対象画像における画素を判定するためのしきい値を生成するしきい値生成部を備え、前記しきい値生成部は、下記（１）〜（３）のステップを実行することを特徴とする、肌色領域の抽出装置：
（１）サンプル画像中の肌色領域における各画素について、二つの色差信号に関してヒストグラムを生成するステップ；
（２）前記ヒストグラムを、複数のガウスモデルを有するガウス混合モデルにより近似するステップ；
（３）対象画像中の画素についての、二つの色差信号を、ガウスモデルにおける対応値を用いて１次元情報に変換し、ついで、前記１次元情報の値を変化させたときの画素数の増加量がほぼ最小のときの前記しきい値候補をしきい値とするステップ。A threshold generation unit that generates a threshold for determining a pixel in the target image, wherein the threshold generation unit executes the following steps (1) to (3); Skin color region extraction device:
(1) For each pixel in the skin color region in the sample image, generating a histogram for two color difference signals;
(2) approximating the histogram with a Gaussian mixture model having a plurality of Gaussian models;
(3) The two color difference signals of the pixels in the target image are converted into one-dimensional information using the corresponding values in the Gaussian model, and then the number of pixels increases when the value of the one-dimensional information is changed Setting the threshold value candidate when the amount is substantially minimum as a threshold value.

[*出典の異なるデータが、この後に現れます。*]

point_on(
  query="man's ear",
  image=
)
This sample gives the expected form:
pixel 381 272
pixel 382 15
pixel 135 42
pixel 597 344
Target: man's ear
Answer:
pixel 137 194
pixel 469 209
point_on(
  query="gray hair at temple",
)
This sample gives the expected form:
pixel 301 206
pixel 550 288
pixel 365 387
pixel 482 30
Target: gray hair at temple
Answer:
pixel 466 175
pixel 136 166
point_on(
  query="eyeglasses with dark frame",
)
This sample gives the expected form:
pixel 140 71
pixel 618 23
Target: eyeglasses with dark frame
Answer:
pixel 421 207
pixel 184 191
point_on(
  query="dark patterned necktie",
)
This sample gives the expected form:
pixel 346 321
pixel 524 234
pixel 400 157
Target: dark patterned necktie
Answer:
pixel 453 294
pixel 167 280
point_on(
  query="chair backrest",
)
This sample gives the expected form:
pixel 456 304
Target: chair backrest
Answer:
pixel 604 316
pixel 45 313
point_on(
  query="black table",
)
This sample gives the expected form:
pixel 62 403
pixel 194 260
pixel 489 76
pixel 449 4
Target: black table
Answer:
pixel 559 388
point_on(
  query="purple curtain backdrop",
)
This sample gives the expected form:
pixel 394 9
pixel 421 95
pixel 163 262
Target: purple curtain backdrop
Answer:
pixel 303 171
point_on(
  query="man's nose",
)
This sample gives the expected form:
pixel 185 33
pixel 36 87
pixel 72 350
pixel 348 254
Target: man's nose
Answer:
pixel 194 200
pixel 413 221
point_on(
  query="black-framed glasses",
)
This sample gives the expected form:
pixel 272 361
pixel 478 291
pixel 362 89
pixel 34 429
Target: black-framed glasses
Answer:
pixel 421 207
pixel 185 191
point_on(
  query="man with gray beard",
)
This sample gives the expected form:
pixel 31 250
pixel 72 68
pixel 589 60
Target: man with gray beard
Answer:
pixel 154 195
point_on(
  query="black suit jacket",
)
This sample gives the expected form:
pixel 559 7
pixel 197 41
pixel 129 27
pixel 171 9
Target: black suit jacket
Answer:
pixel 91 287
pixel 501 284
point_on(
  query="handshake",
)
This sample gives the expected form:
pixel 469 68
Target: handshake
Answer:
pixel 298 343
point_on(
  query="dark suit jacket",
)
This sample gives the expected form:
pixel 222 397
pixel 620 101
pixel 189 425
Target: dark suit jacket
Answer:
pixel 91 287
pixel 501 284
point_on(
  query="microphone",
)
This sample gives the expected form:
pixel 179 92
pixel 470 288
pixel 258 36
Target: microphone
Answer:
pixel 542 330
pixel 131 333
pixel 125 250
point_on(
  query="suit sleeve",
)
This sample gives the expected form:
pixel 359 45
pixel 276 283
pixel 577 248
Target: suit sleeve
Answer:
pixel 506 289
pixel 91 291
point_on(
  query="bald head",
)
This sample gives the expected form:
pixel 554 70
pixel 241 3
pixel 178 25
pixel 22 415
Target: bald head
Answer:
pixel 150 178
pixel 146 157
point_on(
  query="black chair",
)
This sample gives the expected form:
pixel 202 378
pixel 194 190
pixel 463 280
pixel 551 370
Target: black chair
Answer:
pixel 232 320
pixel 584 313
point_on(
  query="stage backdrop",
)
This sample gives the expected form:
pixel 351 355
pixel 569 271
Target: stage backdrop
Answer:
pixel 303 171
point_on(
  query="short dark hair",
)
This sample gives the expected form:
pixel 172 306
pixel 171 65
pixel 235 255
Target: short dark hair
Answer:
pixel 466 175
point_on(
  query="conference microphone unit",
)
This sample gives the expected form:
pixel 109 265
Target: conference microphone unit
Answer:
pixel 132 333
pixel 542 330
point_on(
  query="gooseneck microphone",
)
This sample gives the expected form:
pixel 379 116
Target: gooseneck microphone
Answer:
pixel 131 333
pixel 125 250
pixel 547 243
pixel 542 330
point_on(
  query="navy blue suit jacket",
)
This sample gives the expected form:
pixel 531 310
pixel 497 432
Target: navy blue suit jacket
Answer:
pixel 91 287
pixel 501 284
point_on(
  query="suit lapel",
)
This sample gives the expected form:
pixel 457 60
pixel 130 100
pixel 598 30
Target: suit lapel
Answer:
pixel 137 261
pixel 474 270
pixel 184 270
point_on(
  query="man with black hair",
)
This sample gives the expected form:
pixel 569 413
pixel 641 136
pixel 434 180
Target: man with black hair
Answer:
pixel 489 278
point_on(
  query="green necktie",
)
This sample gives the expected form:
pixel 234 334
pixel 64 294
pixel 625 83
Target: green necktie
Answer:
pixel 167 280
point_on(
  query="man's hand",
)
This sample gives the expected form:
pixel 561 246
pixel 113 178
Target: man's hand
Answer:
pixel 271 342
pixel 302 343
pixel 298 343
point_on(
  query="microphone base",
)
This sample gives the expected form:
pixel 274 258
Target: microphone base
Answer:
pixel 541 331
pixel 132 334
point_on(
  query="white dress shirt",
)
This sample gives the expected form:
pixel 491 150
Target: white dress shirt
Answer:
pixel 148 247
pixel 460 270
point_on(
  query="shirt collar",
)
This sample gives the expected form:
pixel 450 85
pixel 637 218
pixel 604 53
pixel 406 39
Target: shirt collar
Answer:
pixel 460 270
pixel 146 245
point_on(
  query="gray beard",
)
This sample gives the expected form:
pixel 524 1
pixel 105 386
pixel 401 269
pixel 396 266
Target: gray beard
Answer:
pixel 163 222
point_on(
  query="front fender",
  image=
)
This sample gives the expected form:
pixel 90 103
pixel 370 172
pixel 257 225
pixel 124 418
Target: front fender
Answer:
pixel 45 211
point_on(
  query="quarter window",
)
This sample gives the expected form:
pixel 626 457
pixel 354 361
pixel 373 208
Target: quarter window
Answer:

以下のステップを実行する顔領域候補抽出部を備えたことを特徴とする、肌色領域の抽出装置：
（１）対象画像の全部または一部の領域における各画素を、各画素におけるＣｂおよびＣｒの値を用いて複数のクラスタに分解するステップ；
（２）前記複数のクラスタのうち、他に比較してＣｒが大でＣｂが小であるクラスタに属する画素が位置する領域を前記肌色領域とするステップ。An apparatus for extracting a skin color region, comprising a face region candidate extraction unit that executes the following steps:
(1) decomposing each pixel in all or a part of the target image into a plurality of clusters using the values of Cb and Cr in each pixel;
(2) A step in which a region where a pixel belonging to a cluster having a larger Cr and a smaller Cb than other clusters is located as the skin color region, among the plurality of clusters.

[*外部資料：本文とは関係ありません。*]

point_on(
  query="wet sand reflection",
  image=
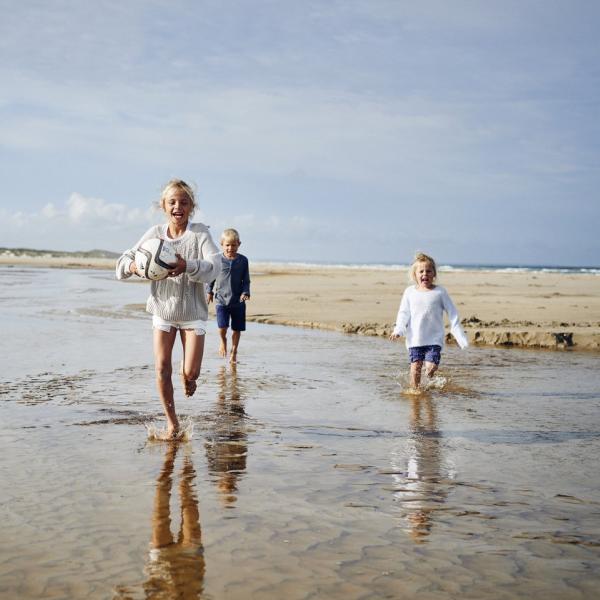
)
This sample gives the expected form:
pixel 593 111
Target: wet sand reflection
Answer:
pixel 227 444
pixel 175 566
pixel 418 470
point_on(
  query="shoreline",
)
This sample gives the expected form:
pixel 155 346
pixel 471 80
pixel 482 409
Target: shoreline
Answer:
pixel 500 309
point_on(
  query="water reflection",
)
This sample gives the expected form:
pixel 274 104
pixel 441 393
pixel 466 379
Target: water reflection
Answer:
pixel 175 565
pixel 418 469
pixel 227 443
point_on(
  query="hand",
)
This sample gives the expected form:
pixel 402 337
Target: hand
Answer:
pixel 178 267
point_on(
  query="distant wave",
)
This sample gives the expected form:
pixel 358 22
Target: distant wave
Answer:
pixel 442 268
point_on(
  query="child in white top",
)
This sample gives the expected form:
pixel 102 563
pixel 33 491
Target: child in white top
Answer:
pixel 421 319
pixel 178 302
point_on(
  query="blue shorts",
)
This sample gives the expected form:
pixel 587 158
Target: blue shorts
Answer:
pixel 235 312
pixel 428 353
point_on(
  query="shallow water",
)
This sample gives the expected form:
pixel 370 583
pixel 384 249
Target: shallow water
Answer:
pixel 309 474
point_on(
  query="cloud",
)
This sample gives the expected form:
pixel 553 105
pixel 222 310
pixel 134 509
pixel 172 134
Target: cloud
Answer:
pixel 79 223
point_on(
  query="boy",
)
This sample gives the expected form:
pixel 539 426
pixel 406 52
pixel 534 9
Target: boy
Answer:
pixel 231 290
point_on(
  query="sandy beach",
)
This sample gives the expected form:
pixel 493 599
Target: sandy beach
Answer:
pixel 310 473
pixel 507 309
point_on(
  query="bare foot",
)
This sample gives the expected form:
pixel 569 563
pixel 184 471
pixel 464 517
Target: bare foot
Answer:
pixel 172 432
pixel 190 386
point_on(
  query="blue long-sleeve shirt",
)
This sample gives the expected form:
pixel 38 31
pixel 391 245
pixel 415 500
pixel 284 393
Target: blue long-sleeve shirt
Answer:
pixel 232 282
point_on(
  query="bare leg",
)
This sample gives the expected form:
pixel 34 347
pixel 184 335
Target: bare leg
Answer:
pixel 415 373
pixel 163 351
pixel 235 342
pixel 193 351
pixel 430 368
pixel 223 344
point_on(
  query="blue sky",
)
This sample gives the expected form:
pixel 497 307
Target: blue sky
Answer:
pixel 354 131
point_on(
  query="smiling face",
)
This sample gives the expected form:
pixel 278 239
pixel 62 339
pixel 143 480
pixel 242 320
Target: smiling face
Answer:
pixel 178 206
pixel 424 275
pixel 230 247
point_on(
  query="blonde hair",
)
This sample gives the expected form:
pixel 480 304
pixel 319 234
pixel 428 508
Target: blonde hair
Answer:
pixel 230 234
pixel 421 257
pixel 181 185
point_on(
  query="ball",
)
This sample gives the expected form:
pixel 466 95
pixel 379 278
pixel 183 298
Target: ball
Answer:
pixel 155 258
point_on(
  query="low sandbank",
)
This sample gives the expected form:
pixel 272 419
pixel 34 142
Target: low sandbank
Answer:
pixel 518 309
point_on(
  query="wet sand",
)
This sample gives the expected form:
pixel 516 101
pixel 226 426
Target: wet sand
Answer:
pixel 525 310
pixel 310 473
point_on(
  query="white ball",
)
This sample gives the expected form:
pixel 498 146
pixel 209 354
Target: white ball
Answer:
pixel 155 258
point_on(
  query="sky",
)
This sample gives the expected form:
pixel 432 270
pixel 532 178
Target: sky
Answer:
pixel 334 130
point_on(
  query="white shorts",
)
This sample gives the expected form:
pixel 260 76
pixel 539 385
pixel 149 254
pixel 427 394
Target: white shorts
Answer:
pixel 198 326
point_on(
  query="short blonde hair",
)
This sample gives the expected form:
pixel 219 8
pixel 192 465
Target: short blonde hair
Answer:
pixel 419 258
pixel 230 234
pixel 181 185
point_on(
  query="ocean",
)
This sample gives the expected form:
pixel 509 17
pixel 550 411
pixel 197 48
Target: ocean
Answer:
pixel 310 472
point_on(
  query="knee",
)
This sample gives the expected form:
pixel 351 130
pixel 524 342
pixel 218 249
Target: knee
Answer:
pixel 191 374
pixel 164 372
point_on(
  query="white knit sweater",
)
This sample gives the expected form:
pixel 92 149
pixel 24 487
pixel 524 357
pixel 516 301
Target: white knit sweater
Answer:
pixel 421 318
pixel 180 298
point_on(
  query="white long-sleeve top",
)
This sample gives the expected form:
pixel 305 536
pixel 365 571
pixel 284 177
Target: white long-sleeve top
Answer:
pixel 180 298
pixel 421 317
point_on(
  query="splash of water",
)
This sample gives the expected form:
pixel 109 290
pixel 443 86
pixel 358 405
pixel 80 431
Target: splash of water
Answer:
pixel 158 433
pixel 437 382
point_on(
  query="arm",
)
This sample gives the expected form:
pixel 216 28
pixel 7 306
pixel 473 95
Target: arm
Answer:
pixel 455 327
pixel 125 267
pixel 246 283
pixel 209 287
pixel 403 317
pixel 206 268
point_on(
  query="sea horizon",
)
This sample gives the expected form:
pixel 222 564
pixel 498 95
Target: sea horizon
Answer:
pixel 508 267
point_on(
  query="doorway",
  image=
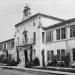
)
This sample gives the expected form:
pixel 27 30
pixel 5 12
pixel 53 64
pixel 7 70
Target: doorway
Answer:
pixel 26 56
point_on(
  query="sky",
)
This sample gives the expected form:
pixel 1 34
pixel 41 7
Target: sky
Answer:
pixel 11 12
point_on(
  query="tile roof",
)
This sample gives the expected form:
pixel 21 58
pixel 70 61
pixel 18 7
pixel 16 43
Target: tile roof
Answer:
pixel 46 16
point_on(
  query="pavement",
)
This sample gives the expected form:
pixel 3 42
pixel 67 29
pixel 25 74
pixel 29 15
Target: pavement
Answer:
pixel 30 70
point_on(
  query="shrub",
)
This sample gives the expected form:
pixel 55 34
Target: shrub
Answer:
pixel 60 64
pixel 11 63
pixel 35 62
pixel 53 62
pixel 67 60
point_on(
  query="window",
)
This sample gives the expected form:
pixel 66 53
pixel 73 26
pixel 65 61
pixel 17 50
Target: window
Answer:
pixel 43 36
pixel 1 46
pixel 50 55
pixel 62 54
pixel 33 23
pixel 72 31
pixel 4 46
pixel 74 54
pixel 18 40
pixel 58 55
pixel 34 37
pixel 17 31
pixel 58 34
pixel 12 44
pixel 63 33
pixel 49 36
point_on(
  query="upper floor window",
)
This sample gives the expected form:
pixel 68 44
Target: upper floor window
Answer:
pixel 73 54
pixel 34 37
pixel 17 31
pixel 58 34
pixel 33 23
pixel 43 36
pixel 49 36
pixel 72 31
pixel 63 33
pixel 62 54
pixel 58 55
pixel 18 41
pixel 4 46
pixel 1 46
pixel 12 44
pixel 50 55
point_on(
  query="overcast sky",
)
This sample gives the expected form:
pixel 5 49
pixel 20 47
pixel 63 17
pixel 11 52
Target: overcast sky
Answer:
pixel 11 12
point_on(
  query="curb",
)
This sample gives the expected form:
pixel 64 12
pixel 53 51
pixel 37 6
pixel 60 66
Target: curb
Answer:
pixel 38 71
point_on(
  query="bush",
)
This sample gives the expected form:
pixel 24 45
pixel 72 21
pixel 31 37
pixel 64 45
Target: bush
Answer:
pixel 60 64
pixel 11 63
pixel 67 60
pixel 53 62
pixel 35 62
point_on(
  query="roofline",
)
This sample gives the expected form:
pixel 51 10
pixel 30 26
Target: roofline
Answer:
pixel 47 16
pixel 60 24
pixel 7 40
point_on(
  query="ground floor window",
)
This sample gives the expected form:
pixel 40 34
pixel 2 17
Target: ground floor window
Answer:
pixel 74 54
pixel 50 55
pixel 60 55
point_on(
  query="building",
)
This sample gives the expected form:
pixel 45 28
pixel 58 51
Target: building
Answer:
pixel 30 36
pixel 7 48
pixel 42 36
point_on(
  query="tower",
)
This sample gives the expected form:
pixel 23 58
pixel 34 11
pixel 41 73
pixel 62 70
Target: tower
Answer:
pixel 26 12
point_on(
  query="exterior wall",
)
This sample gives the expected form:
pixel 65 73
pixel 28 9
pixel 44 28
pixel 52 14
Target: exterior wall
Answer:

請求項１２〜１４のいずれか１項記載の抽出装置であって、さらに顔領域抽出部を備え、前記顔領域抽出部は、肌色領域における構造情報を用いて、顔領域である肌色領域を抽出するステップを実行するものであることを特徴とする抽出装置。The extraction device according to any one of claims 12 to 14, further comprising a face region extraction unit, wherein the face region extraction unit extracts a skin color region, which is a face region, using structure information in the skin color region. An extraction device characterized by performing the following steps.